As one of the realizable ways, the loss function constructed above may be the NCE loss function. Such as shown in equation (1).
The model deployment unit 703 is configured to deploy the trained first representation extraction model to the terminal device.
The specific deployment mode may be to push the data of the first representation extraction model to the terminal device by adopting an active push mode, or to push the data of the first representation extraction model to the terminal device in response to a request of the terminal device. The first characterization extraction model, which has been stored locally, is stored locally or updated by the terminal device.
In the practical application process, the first representation extraction model is deployed in the terminal device, and the terminal-side representation vector of the user is often extracted, and the terminal-side representation vector of the user is often used for performing downstream tasks. This downstream task often requires identification based on type tags. Therefore, in this step, the server may further perform fine tuning training by hooking the linear regression model on the trained first characterization extraction model, so as to obtain the recognition model. And deploying the identification model in the terminal equipment, namely sending the data of the identification model to the terminal equipment.
In this case, the second obtaining unit 704 is configured to obtain the second training data including more than one labeled sample, where the labeled sample includes the terminal-side feature of the user and the labeled type label.
A second training unit 705 configured to train a recognition model including the trained first characterization extraction model and the linear regression model using second training data; the first representation extraction model is used for extracting a terminal side feature vector of the user by using a terminal side feature of the user, the linear regression model is used for predicting the type label by using the terminal side feature vector of the user, and the training target is the difference between the minimum prediction result and the type label in the labeled sample.
The second training unit 705 performs fine-tuning training of the recognition model in a supervised manner. As a preferred embodiment, the second training unit 705 may update only the parameters of the linear regression model while keeping the model parameters of the first characterization extraction model unchanged during the training of the recognition model.
The model deployment unit 703 is specifically configured to deploy the recognition model to the terminal device.

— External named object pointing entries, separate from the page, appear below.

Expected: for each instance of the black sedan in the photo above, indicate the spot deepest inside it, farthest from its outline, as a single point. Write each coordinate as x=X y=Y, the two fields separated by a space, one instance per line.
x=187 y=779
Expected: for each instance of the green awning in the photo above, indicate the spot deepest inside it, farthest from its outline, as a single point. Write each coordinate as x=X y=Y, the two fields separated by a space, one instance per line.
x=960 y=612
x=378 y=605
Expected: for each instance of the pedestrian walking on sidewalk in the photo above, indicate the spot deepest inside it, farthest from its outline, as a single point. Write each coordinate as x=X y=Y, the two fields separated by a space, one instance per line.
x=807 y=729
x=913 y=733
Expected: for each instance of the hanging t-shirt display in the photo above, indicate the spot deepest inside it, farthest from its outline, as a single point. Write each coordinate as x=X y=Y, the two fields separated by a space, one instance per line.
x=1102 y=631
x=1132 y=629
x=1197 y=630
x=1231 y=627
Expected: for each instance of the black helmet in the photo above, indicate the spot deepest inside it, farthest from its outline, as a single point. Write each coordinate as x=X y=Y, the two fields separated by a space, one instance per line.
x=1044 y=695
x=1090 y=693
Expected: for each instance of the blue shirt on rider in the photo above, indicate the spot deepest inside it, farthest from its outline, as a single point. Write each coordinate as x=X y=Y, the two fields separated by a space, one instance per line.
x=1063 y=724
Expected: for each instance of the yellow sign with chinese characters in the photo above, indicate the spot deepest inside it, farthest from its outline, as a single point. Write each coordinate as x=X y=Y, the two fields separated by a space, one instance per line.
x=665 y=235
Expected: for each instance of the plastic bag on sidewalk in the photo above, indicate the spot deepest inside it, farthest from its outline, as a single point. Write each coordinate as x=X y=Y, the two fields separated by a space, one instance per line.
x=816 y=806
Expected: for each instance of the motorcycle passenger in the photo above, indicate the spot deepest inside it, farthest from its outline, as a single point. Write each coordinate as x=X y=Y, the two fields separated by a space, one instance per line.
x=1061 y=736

As a typical application scenario, the terminal-side features may include a sequence of page features browsed by a user, and the server-side features include attribute features and transaction statistical features of the user. The type tags include a risk type tag, a tag of whether or not there is a particular type of risk, or a risk level for a particular type of risk.
According to an embodiment of another aspect, a characterization extraction apparatus is also provided. FIG. 8 shows a schematic block diagram of a token extraction apparatus according to one embodiment. It is understood that the apparatus may be provided in a terminal device. As shown in fig. 8, the apparatus 800 includes: a third acquisition unit 801 and a token extraction unit 802. The main functions of each component unit are as follows:
a third obtaining unit 801 configured to obtain a terminal-side feature of the user.
A representation extraction unit 802 configured to input the terminal-side features of the user into the first representation extraction model to obtain a terminal-side feature vector of the user; wherein the first characterization extraction model is pre-established by the apparatus shown in fig. 7.
FIG. 9 shows a schematic block diagram of a type identification apparatus according to one embodiment. It is understood that the apparatus may be provided in a terminal device. As shown in fig. 9, the apparatus 800 includes: the fourth acquiring unit 901 and the type identifying unit 902 may further include a label sending unit 903. The main functions of each component unit are as follows:
a fourth obtaining unit 901 configured to obtain a terminal-side feature of the user.
A type identification unit 902 configured to input the terminal-side features of the user into an identification model, which is pre-established using the apparatus shown in fig. 7, to obtain a type label predicted by the identification model.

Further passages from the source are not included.